# Homework Help: Probability Midterm Question: Fruit row counting

1. Oct 25, 2012

### DrAlexMV

1. The problem statement, all variables and given/known data

You have 10 pieces of fruits of which 1 is an orange, 1 is an apple, 1 is a pear, and 1 is a peach. How many ways are there to organize them in a row if the apples and oranges must be together and the pears and peaches cannot be together.

2. Relevant equations

Mostly factorials

3. The attempt at a solution

Total permutations = 10!
Ways oranges and apples are together = 2!9!
Ways peaches and pears cannot be together = 10! - 2!9!

Unfortunately, I did not know how to combine them so in a futile attempt to get credit I stated:

(10! - 2!9! + 2!9!)/(2!2!) = 10!/4

I am darn sure this is wrong. Could somebody enlighten me for the next time?

2. Oct 25, 2012

### Ibix

Can you calculate the number of configurations where the apple and orange are together and the peach and the pear are together?

3. Oct 25, 2012

### DrAlexMV

^ 8!2!2!

Right?

4. Oct 25, 2012

### Ibix

Agreed. So if you know how many configurations satisfy one constraint, and how many configurations satisfy that constraint but violate the second, what's the number you are looking for?

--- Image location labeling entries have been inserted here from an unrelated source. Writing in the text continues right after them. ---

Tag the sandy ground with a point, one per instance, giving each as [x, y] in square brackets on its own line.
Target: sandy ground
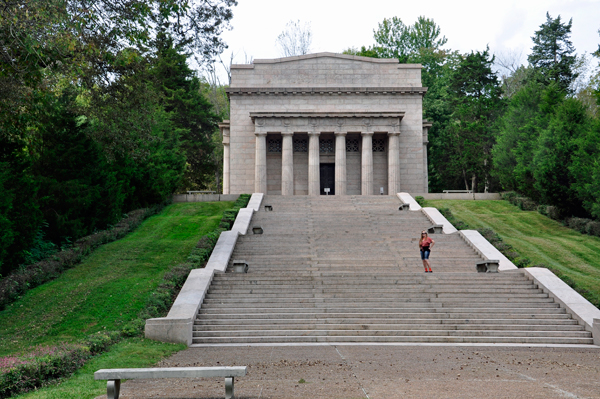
[377, 372]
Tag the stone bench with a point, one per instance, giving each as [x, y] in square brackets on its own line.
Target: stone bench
[488, 266]
[114, 376]
[436, 229]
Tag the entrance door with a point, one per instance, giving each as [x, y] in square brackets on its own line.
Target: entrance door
[327, 178]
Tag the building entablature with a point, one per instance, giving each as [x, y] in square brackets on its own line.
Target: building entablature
[326, 91]
[334, 122]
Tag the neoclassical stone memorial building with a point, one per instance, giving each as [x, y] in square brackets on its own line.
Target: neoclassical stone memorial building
[325, 124]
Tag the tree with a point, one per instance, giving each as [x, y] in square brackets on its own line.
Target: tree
[190, 111]
[82, 159]
[397, 40]
[585, 169]
[475, 97]
[553, 157]
[295, 39]
[553, 52]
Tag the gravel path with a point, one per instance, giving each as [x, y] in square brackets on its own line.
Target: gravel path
[378, 372]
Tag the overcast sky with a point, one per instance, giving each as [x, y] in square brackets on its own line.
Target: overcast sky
[506, 26]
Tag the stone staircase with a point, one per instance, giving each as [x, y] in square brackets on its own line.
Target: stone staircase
[347, 269]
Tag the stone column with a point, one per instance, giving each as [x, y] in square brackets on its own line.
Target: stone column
[340, 163]
[287, 164]
[393, 163]
[225, 167]
[426, 126]
[367, 164]
[260, 164]
[314, 178]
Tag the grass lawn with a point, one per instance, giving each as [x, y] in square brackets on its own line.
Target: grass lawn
[574, 255]
[133, 352]
[110, 287]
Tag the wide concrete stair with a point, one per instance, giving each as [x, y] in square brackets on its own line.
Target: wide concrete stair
[347, 269]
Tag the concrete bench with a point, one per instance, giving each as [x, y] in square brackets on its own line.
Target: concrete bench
[114, 376]
[436, 229]
[488, 266]
[240, 266]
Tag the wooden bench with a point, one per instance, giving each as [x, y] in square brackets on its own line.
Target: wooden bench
[114, 376]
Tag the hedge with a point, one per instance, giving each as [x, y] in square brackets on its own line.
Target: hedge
[18, 282]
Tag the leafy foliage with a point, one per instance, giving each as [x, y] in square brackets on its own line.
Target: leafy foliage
[474, 96]
[553, 52]
[99, 112]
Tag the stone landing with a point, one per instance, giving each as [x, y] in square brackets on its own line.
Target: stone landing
[347, 270]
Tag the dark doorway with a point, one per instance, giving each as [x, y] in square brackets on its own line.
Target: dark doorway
[327, 178]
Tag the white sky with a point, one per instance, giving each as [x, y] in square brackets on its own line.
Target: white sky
[507, 25]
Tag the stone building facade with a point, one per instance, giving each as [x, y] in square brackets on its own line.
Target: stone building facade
[325, 123]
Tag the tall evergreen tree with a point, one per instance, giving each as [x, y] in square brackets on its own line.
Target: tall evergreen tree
[553, 53]
[475, 97]
[189, 109]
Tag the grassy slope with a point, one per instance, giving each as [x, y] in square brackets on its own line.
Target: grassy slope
[133, 352]
[543, 240]
[111, 286]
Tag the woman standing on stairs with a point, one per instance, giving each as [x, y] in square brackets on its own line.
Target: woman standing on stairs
[425, 245]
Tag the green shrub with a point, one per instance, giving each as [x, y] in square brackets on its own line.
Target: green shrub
[593, 228]
[19, 281]
[19, 374]
[577, 224]
[526, 204]
[509, 196]
[459, 224]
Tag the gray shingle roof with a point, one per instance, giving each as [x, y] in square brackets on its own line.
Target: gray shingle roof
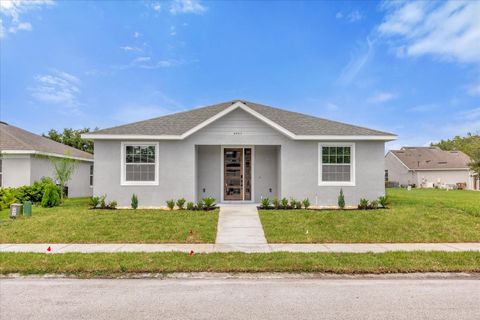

Edit: by the way, the question is not explicit on the point, but you appear to be assuming that the other six fruits are distinguishable - not all bananas, or something.

5. Oct 25, 2012

### DrAlexMV

I am actually not sure how to combine these without counting things more twice. Could you aid me through that?

6. Oct 25, 2012

### Ibix

I suspect that the point you are missing is that the 8!2!2! are a subset of the 9!2!. Think of it this way - write every possible configuration on 10! pieces of paper, one per piece. Then split that pile in two according to whether or not the apple and orange are together. Then split the pile where they are together by whether or not the peach and pear are together. You know how many there were before that second split, and you know how many are in the wrong pile after. How many are in the right pile?